As you can see, even donating blood once or twice can give you free* outpatient treatment and medical treatment for 4 months.
|Donation Frequency||Blood Donor Privilege|
|1 time||Free outpatient treatment and medical treatment (excluding X-ray and surgical charges) and second class wards for a period of * 4 months.|
|2 times (within 12 months)||Free Hepatitis B preventive injection|
|2 ~ 5 times||Free outpatient treatment and medical treatment and second class wards for a period of * 4 months.|
|6 ~ 10 times||Free * 1 year outpatient treatment and second class medical treatment for a * 6 month period.|
|11 ~ 15 times||Free * 2 year outpatient treatment and medical treatment and second class wards for a * 1 year period.|
|16 ~ 20 times||Free outpatient treatment and medical treatment and second class wards for a * 2 year period.|
|21 ~ 30 times||Free outpatient treatment and medical treatment and second class wards for a period of * 3 years.|
|31 ~ 40 times||Free outpatient treatment and medical treatment and first class wards for a period of * 4 years.|
|41 ~ 50 times||Free outpatient treatment and medical treatment and first class wards for a period of * 6 years.|
|Over 50 times (for “Whole Blood”) and Over 150 times (for aferesis donors)||Free outpatient treatment and first-class medical treatment and wards for 10 years and second-class wards of life after 10 years in first-class ward.|
Malaysians can now check their blood donor card update and privilege level in the MySejahtera app.
#15 – If you struggle with debt payments, contact AKPK
If you are stressed all the time because of your debt situation, go to https://services.akpk.org.my/EN/ and get the help you need.
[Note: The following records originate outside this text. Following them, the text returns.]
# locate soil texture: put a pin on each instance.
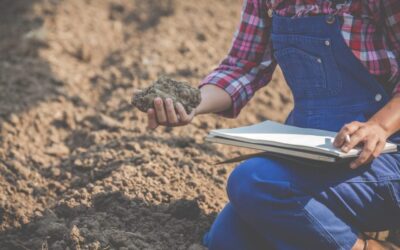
(78, 167)
(178, 92)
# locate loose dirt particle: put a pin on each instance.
(165, 88)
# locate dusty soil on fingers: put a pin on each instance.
(78, 168)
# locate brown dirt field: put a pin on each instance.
(78, 169)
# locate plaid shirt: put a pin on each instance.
(370, 28)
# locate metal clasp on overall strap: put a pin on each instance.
(330, 19)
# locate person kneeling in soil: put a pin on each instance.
(341, 60)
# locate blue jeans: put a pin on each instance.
(276, 204)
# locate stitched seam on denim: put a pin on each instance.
(315, 221)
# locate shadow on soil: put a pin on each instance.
(111, 221)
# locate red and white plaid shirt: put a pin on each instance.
(371, 28)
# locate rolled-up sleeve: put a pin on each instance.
(392, 14)
(249, 64)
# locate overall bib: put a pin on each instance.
(275, 204)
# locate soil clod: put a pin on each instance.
(165, 88)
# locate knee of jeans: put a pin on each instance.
(241, 180)
(248, 185)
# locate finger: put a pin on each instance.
(160, 111)
(379, 148)
(347, 129)
(356, 138)
(366, 153)
(184, 117)
(171, 114)
(152, 120)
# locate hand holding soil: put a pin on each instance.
(168, 102)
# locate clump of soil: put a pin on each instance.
(165, 88)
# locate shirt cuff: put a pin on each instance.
(223, 81)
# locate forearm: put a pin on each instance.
(389, 116)
(213, 100)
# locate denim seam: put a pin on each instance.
(392, 195)
(330, 238)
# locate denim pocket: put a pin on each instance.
(308, 73)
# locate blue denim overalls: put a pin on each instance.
(275, 204)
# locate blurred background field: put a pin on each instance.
(78, 169)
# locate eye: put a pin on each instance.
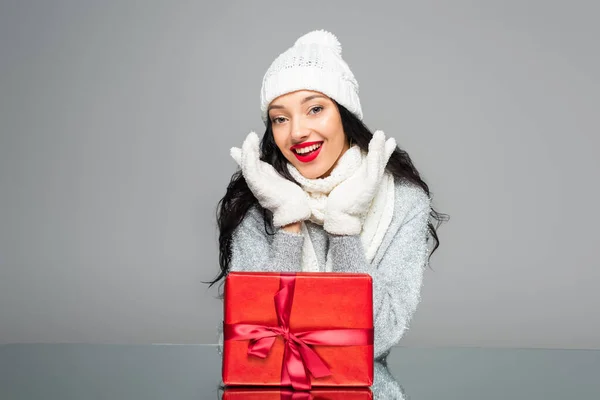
(317, 109)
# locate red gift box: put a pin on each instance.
(298, 329)
(315, 394)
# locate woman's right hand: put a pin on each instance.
(285, 199)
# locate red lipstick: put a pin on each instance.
(308, 157)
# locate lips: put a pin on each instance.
(308, 157)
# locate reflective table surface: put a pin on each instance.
(85, 371)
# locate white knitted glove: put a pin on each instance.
(285, 199)
(349, 202)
AKPK’s services are FREE.
#14 – Find extra income
Even if your job pays well, it can be dangerous to rely on one income. Not to make you panic, but lay-offs happens.
So, brainstorm and decide on a type of gig work that you can do – better if it’s something you yourself find fun or at least curious about. Register on gig platforms and if possible, start doing some work if only to collect testimonies. This will help you get jobs easier when you really do need them.
Here are some options:
- E-hailing/Food delivery rider – Grab, etc
- Babysitting – Sitly.my, etc
- (Please send more suggestions in the comments section)
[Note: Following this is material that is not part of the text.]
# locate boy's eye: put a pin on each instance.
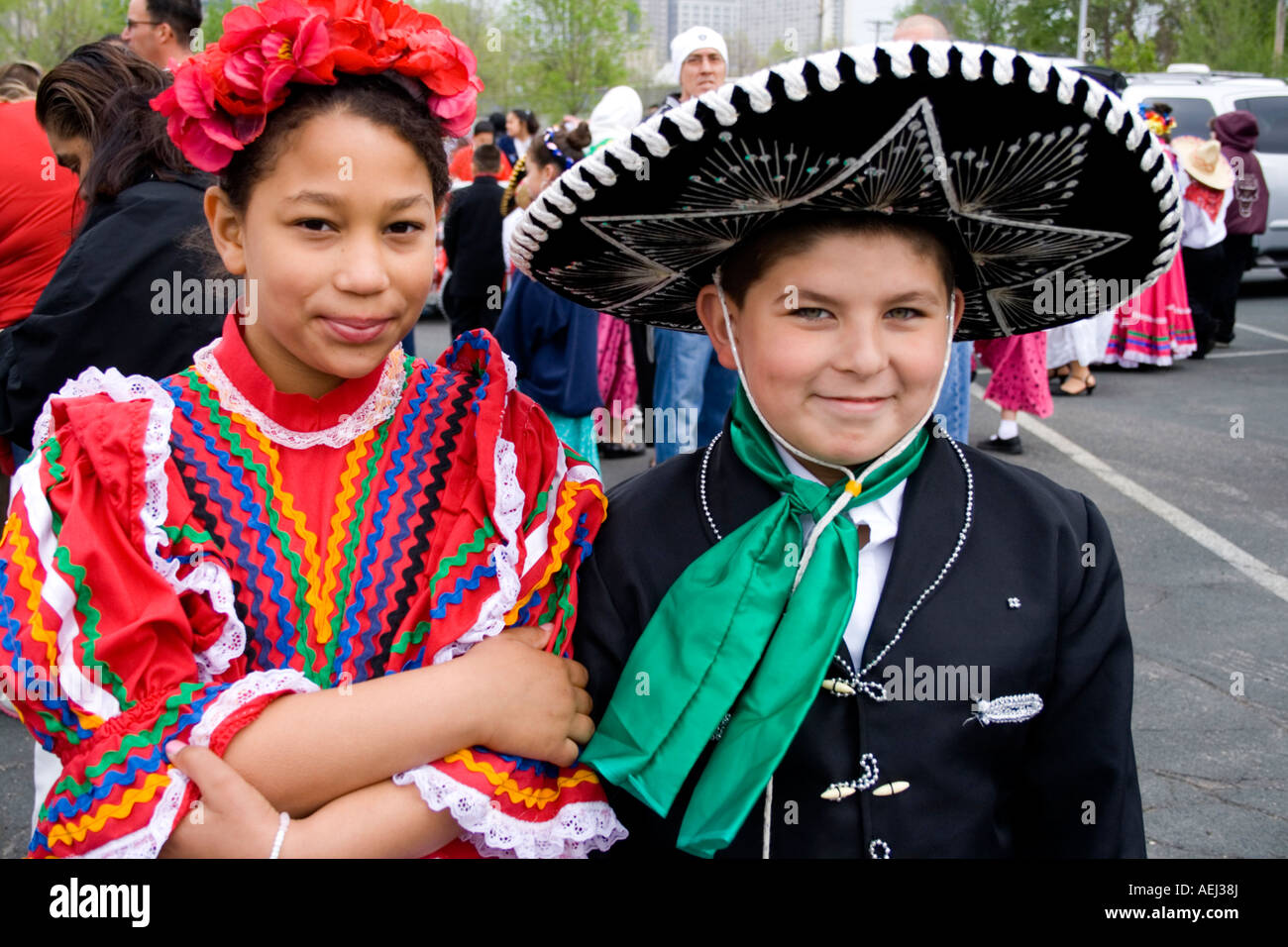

Personally, I would focus on the platforms paid in USD because the exchange rate is favourable to Malaysians. But there’s no harm in trying out ALL the gig work platforms. If you’re financially struggling, whichever platform sends (paying) clients your way is the best platform.
#15 – Get my book, Bergaji & Pokai
I wrote Bergaji & Pokai: Membina Kehidupan Bebas Tekanan Melalui Pengurusan Kewangan Yang Realistik especially for people who are stuck in the vicious paycheck-by-paycheck cycle.
You don’t have to get it if the free information on RinggitOhRinggit.com is enough, but if you are overwhelmed, get the book. I’m addressing the one thing most people find challenging – feeling overwhelmed by all the financial info out there, paralysed in fear and stuck in analysis paralysis. You can follow the step-by-step I outlined in the book.
You can get Bergaji & Pokai at bookstores nationwide, or shop online at linktr.ee/surayaror.
What other resources can you suggest to those financially struggling in Malaysia?
I admit, as someone who grew up with more privilege than many others, my knowledge for this article is limited. Regardless, I did my best to compile resources for those who are financially struggling in Malaysia.
It is my hope that readers can (1) add more resources in the comments section, and (2) share this article to people who may need it. If data is to be believed, a lot of people are pretending everything is OK, when they’re actually not.
That’s all from me today. Take care and stay safe y’all. Covid is still around.